En voilà une nouvelle ! La province de Colombie-Britannique vient de faire place à une Benefit Corporation. Certaines modifications apportées à la Business Corporations Act de la Colombie-Britannique (la « BCBCA ») qui vont entrer en vigueur le 30 juin 2020 permettent la création d’un nouveau sous-type de société, la « société d’intérêt social » (la benefit company). La Colombie-Britannique est le premier territoire canadien à adopter ce concept qui n’est pourtant pas nouveau aux États-Unis. Pas sûr que ce choix soit heureux dans la mesure où la 3C existait déjà et qu’elle se révèle sans doute plus porteuse pour la RSE…

Pour en savoir plus : « Une première au Canada : les sociétés d’« intérêt social » arrivent en Colombie-Britannique » (Stikeman Elliott, 5 juin 2020)

Extrait :

The major distinctions between a B.C. benefit company and other B.C. companies are as follows:

  • Notice of articles: The benefit company’s notice of articles will contain the following statement (the benefit statement”):

This company is a benefit company and, as such, is committed to conducting its business in a responsible and sustainable manner and promoting one or more public benefits.

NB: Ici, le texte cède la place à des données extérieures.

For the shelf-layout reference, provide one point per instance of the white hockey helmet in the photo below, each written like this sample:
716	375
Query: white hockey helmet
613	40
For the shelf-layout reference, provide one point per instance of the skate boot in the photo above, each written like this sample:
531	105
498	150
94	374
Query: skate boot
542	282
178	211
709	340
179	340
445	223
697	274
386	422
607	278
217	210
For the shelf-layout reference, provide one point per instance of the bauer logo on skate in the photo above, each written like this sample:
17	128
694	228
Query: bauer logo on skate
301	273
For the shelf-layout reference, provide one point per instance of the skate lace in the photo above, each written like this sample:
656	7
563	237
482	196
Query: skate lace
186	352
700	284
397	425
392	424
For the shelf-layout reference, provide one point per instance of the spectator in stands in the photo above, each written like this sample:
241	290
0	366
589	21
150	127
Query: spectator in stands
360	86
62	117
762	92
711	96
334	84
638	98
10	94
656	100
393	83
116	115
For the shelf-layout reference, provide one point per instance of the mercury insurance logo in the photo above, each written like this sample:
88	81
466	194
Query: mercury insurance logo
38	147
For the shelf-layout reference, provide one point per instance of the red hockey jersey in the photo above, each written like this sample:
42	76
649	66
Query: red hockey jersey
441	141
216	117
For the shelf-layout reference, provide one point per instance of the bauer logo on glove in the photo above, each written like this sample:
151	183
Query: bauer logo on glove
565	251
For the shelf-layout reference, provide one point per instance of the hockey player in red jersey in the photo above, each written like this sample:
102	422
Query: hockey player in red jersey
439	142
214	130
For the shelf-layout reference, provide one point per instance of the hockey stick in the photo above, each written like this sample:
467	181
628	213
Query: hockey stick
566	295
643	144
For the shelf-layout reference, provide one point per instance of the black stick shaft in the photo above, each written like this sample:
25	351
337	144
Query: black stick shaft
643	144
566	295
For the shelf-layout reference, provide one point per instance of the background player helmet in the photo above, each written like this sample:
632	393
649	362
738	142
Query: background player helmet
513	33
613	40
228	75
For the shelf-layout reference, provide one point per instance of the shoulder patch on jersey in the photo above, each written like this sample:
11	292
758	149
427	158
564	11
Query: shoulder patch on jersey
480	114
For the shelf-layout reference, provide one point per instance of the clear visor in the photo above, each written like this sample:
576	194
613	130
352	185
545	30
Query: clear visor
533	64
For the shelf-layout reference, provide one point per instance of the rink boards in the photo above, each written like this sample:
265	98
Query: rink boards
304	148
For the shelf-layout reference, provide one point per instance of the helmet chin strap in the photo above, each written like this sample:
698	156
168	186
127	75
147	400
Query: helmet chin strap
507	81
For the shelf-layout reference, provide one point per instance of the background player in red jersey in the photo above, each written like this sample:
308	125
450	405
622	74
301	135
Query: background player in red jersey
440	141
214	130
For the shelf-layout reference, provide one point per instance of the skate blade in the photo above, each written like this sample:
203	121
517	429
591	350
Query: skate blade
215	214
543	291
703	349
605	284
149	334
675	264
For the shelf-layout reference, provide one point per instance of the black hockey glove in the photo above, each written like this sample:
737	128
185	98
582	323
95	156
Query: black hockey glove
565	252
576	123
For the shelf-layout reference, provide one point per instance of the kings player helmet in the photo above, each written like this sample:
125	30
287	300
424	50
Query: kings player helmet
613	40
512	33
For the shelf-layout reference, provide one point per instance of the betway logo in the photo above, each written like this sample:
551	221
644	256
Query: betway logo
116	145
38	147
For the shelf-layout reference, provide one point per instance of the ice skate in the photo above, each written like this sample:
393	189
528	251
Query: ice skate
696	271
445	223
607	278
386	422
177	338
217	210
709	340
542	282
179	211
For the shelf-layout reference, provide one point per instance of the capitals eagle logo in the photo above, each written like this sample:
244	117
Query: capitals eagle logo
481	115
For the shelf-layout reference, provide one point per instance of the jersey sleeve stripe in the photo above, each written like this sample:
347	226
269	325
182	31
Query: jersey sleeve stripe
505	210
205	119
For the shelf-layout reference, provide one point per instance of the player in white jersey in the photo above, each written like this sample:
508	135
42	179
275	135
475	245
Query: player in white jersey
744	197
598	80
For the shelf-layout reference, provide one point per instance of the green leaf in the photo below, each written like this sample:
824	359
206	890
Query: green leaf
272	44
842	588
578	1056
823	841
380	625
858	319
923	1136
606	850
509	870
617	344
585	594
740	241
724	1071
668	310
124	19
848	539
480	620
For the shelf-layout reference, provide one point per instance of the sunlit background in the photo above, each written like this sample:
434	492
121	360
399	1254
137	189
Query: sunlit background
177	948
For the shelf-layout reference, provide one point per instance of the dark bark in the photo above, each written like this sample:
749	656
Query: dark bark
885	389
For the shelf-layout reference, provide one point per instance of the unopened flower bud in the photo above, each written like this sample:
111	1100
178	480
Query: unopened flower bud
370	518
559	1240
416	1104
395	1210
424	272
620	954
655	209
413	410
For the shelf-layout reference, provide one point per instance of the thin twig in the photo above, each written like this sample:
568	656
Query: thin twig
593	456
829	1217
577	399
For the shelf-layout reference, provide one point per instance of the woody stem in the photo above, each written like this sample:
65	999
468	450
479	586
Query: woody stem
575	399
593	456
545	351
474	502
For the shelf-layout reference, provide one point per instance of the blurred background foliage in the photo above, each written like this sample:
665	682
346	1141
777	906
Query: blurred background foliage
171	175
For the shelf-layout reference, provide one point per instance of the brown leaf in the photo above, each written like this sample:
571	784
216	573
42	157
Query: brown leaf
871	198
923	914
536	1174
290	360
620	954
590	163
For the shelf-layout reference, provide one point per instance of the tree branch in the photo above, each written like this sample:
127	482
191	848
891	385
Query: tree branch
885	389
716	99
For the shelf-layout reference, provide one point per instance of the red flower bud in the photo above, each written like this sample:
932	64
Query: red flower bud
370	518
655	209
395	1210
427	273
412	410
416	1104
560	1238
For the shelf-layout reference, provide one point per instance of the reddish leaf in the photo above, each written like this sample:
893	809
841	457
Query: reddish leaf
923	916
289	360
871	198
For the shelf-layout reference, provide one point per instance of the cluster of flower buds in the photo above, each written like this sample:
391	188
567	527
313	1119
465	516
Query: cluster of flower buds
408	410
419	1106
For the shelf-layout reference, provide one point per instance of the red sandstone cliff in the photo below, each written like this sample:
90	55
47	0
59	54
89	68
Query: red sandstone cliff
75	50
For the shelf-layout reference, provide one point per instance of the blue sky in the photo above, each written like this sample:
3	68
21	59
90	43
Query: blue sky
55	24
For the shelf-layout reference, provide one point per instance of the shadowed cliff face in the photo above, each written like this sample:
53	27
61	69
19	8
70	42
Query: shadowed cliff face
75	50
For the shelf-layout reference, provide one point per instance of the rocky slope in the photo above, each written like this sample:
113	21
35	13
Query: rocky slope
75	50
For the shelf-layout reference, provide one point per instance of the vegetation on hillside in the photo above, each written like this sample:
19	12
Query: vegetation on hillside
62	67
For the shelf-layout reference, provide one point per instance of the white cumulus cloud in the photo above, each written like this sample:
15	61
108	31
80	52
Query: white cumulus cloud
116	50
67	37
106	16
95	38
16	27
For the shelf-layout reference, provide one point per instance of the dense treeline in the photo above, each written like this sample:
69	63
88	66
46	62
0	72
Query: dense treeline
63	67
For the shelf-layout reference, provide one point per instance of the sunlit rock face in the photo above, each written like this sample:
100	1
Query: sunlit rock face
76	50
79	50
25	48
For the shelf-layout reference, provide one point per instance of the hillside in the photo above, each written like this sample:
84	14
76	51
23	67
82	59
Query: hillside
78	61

  • Articles: The benefit company’s articles must include a provision that specifies the public benefits to be promoted (benefit provision). “Public benefit” refers to something that has a positive effect that benefits (i) a class of persons other than shareholders of the company in their capacity as shareholders, or a class of communities or organizations, or (ii) the environment. The positive effect can be:
    • Artistic
    • Charitable
    • Cultural
    • Economic
    • Educational
    • Environmental
    • Literary
    • Medical
    • Religious
    • Scientific
    • Technological
  • Alterations: Any decision to adopt or eliminate the benefit statement (i.e. to alter the company’s status as a benefit company) must be approved by a special resolution of the voting shareholders. Both voting and non-voting shareholders of the benefit company are entitled to dissent rights with respect to such a change or to a change in the benefit provision.
  • Benefit report: Each year, the benefit company must prepare, provide to its shareholders and post on its website (if it has one) a report (benefit report) that assesses the company’s performance in carrying out the commitments set out in the company’s benefit provision compared to a third-party standard. The report needs to include information about the process and rationale for selecting or changing the relevant third-party standard. Regulations may be enacted that provide more details about the third-party standard and the contents of the benefit report.
  • Penalties relating to the benefit report: It will be an offence if the directors of the benefit company do not prepare and post the benefit report as required by the BCBCA and the regulations. There is a potential fine of up to $2,000 for individuals or $5,000 for persons other than individuals.
  • Augmented fiduciary duty: The directors and officers of a benefit company will be required to act honestly and in good faith with a view to conducting the business in a responsible and sustainable manner and promoting the public benefits that the company has identified in its benefit provision. They must balance that public benefits duty against their duties to the company. (There is currently no guidance with respect to achieving this balance.) However, the amendments state that the public benefits duty does not create a duty on the part of directors or officers to persons who are affected by the company’s conduct or who would be personally benefitted by it.
  • Enforcement and remedies where duty breached: Several significant provisions in the amendments relate to enforcement and remedies:
    • Shareholders are the only persons who are able to bring an action against a BCBCA benefit company’s directors and officers over an alleged violation of their duty relating to public benefits;
    • Only shareholders that, in the aggregate, hold at least 2% of the company’s issued shares may bring such an action (in the case of a public company, a $2 million shareholding, in the aggregate, will also suffice); and
    • The court may not order monetary damages in relation to a breach of that duty. Other remedies, such as removal or a direction to comply, would still be available.